'Perspectiva eugenista': Analista comenta manobra de política migratória do governo Trump

Na contramão da própria política migratória, o presidente dos EUA, Donald Trump, recebeu como refugiados um grupo de 59 sul-africanos brancos. O que essa posição revela sobre o atual governo americano e suas relações com Pretória?
As pessoas que chegaram aos Estados Unidos são descendentes de africâneres (termo para se referir a descendentes de colonos holandeses, franceses e alemães). Eles fazem parte da população branca da África do Sul, que representa cerca de 7% do total e afirma sofrer perseguições.
A ideia é rechaçada pelo líder sul-africano, Cyril Ramaphosa, que ressalta que seu país atravessa um momento de crise por causa da violência, mas nega que tenha motivações étnico-raciais e que haja perseguições por conta disso.
O assunto foi tratado, recentemente, em uma reunião entre Ramaphosa e Trump na Casa Branca, com o líder norte-americano defendendo a tese de perseguição à população branca da África do Sul. Trump teria mostrado um vídeo a Ramaphosa para chancelar sua acusação. O presidente sul-africano, por sua vez, demonstrou não reconhecer as imagens. Após as acusações do chefe da Casa Branca rodarem o mundo, veículos de imprensa desmentiram Trump e afirmaram que as cenas mostradas a Ramaphosa aconteceram no Congo.
O episódio apimentou uma "relação já muito tensionada", comenta Pablo Saturnino Braga, professor de relações internacionais da Universidade do Estado do Rio de Janeiro (UERJ).
"Esse constrangimento está também inserido dentro de uma lógica geopolítica em que a África do Sul é um país que tem uma articulação multilateral, que tem boas relações, por exemplo, com a Rússia e é um país que tem como seu principal parceiro comercial a China", explica.
Além disso, o especialista ressalta outro ponto sensível nessa relação: a liderança da África do Sul na denúncia contra Israel na Corte Internacional de Justiça (CIJ).
"Os Estados Unidos são o principal apoiador israelense, militar e politicamente, o governo do Donald Trump tornou o embaixador sul-africano persona non grata e expulsou ele do país. Então é uma relação diplomática já muito tensionada", ressaltou.
Outro marco dessa relação conturbada é a já manifestada recusa de Trump e do secretário de Estado dos EUA, Marco Rubio, em comparecer à próxima cúpula do G20 na África no Sul. Na esteira da acusação americana sobre a perseguição à minoria branca do país — relacionada a uma política sul-africana de redistribuição de terras, que visa diminuir as disparidades raciais no país —, Washington suspendeu o envio de ajuda humanitária à Pretória.

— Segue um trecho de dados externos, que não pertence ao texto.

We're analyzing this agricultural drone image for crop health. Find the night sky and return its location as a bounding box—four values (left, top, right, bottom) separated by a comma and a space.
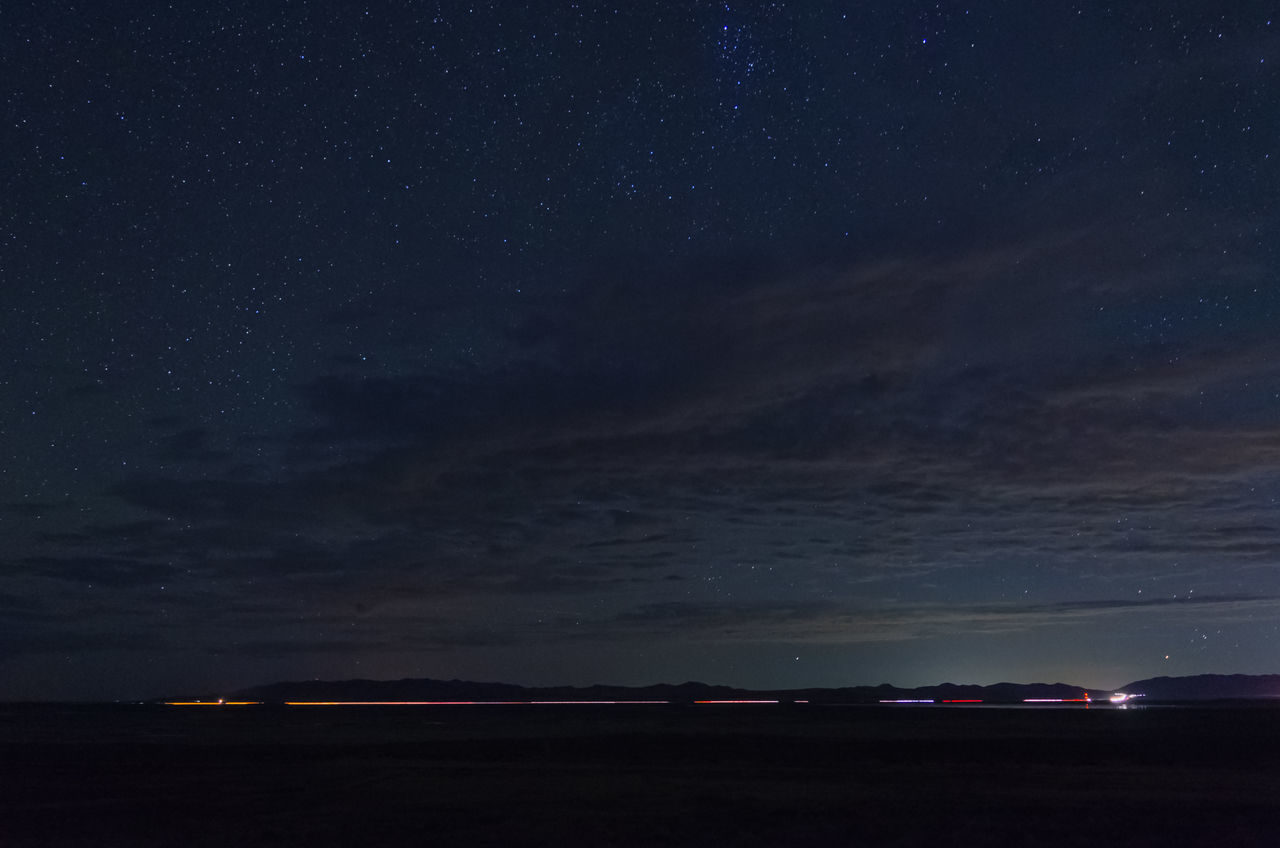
3, 2, 1279, 701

Em meio aos imbróglios diplomáticos, quando Ramaphosa vai à Casa Branca, ele vai no intuito de falar sobre acordos e negócios, ressalta Luísa Barbosa Azevedo, mestranda em relações internacionais da Universidade do Estado do Rio de Janeiro (UERJ) e pesquisadora de África Subsaariana do Núcleo de Avaliação da Conjuntura (NAC).
"A comitiva sul-africana foi aos Estados Unidos a negócios, mas ela foi emboscada em uma narrativa fantasiosa do Trump no Salão Oval, que realmente eles não esperavam", comenta a analista.
Segundo Braga, a repercussão das atitudes do governo Trump na sociedade sul-africana tem colocado o país como alvo de uma "política completamente irresponsável" por parte de Washington.
Já em relação ao tema que expôs o escândalo diplomático entre os líderes dos dois países frente à política migratória de Trump, o professor avalia que o presidente americano pauta essa seara a partir de um recorte racial. "Há uma seletividade na escolha daqueles imigrantes que são, de fato, considerados uma ameaça para a pureza nacional, uma perspectiva eugenista até", enfatiza.
Braga acrescenta, ainda, que a atitude dos EUA junto às suas acusações "parece brincadeira", uma vez que "não tem absolutamente nada de sério nessa alegação". Mais uma vez, o especialista aponta que o governo americano usa o racismo como régua para medir quem deve ou não ser aceito no país.
"O racismo tem esse fundamento de superioridade racial, de considerar certas raças como superiores e é essa a perspectiva que está pautando a política migratória e outras políticas de direitos humanos do governo Trump", acrescentou.